Les méthodes alternatives en expérimentation animale
Ineris, acteur de la toxicologie prédictive, travaille depuis plusieurs années sur les méthodes alternatives en expérimentation animale. Le recours à ces méthodes, exigence éthique, est aussi une nécessité pratique dans un contexte réglementaire qui les préconise et, au-delà, dans un contexte de recherche socialement responsable y compris en accompagnement à l’innovation.
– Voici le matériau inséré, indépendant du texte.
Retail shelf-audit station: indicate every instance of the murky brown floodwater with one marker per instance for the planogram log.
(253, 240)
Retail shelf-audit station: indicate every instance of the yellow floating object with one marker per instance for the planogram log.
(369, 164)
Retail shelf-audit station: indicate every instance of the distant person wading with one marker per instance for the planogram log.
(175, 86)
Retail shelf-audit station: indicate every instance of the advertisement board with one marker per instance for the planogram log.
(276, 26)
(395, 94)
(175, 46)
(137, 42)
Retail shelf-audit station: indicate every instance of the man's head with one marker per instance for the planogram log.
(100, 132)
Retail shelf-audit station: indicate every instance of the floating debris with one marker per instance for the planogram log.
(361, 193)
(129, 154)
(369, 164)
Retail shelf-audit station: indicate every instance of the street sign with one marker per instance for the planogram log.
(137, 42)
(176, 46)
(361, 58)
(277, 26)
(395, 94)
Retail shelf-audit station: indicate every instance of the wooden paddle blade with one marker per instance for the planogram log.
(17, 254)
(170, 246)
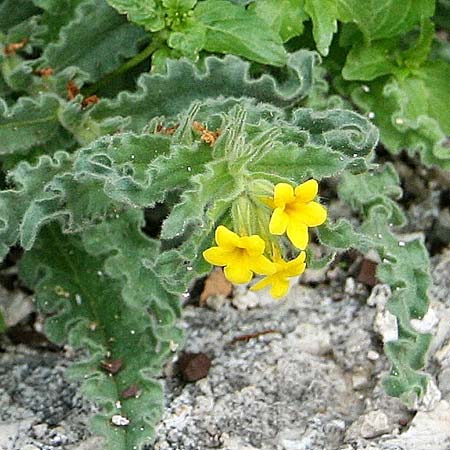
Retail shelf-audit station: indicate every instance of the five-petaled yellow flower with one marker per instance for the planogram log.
(280, 279)
(241, 255)
(295, 211)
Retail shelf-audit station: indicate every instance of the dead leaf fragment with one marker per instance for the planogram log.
(216, 285)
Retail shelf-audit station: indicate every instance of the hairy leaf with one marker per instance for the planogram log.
(173, 92)
(323, 14)
(93, 310)
(404, 266)
(28, 123)
(97, 40)
(233, 29)
(285, 17)
(412, 112)
(380, 19)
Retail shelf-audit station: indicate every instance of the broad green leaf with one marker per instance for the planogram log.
(381, 19)
(323, 14)
(412, 112)
(97, 40)
(366, 62)
(173, 92)
(381, 187)
(149, 14)
(90, 308)
(403, 265)
(28, 123)
(57, 14)
(285, 17)
(233, 29)
(13, 12)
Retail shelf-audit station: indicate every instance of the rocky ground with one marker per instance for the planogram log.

Dans le cadre de sa stratégie d’ouverture à la société, l’Institut a par ailleurs engagé des actions visant à renforcer son dialogue avec la société civile organisée sur des sujets qui représentent des enjeux sociétaux. S’agissant des méthodes alternatives en expérimentation animale, l’INERIS a ainsi coordonné un projet de recherche « PICASO Alternatives » sur la « Place des méthodes alternatives en expérimentation animale dans le domaine santé-environnement : prise en compte des attentes sociétales » (2011-2013). Le Programme REPERE du Ministère en charge de l’Écologie, qui finance le projet, explore les voies de la participation de la société civile organisée au pilotage de la recherche et de l’expertise.
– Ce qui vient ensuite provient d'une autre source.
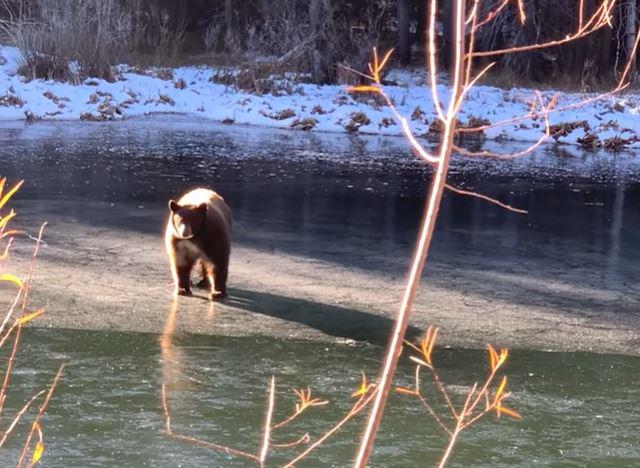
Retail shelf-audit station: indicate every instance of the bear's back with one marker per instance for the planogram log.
(216, 202)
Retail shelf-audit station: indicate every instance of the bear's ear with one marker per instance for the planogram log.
(173, 206)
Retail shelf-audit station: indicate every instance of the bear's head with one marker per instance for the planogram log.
(186, 220)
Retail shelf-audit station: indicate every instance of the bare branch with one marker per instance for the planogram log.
(485, 198)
PICASO Alternatives a été piloté en partenariat avec Écologie Sans Frontière (ESF), l’Association Nationale de Défense des Consommateurs et Usagers (CLCV) et la Coordination Nationale Médicale Santé Environnement (CNMSE), sous l’égide d’un tiers-veilleur sociologue. La partie sociétale du présent dossier de référence consiste en une synthèse issue de ce projet de recherche. En effet, la question des méthodes alternatives en expérimentation animale n’est pas uniquement scientifique et technique. C’est tout l’intérêt d’une collaboration sciences-société telle qu’elle a été définie dès l’origine et mise en oeuvre dans le projet PICASO Alternatives. Afin d’identifier les attentes sociétales, quatre outils ont été utilisés : des groupes de discussion, un groupe Facebook, un questionnaire aux lanceurs d’alerte et un questionnaire grand public (2361 répondants). Le panorama tiré des différents questionnements fait apparaître dans l'échantillon trois groupes de populations : les scientifiques, les militants et les personnes n’appartenant à aucune association. On peut ainsi voir se dessiner les populations entre lesquelles il serait possible d'établir dès maintenant le dialogue.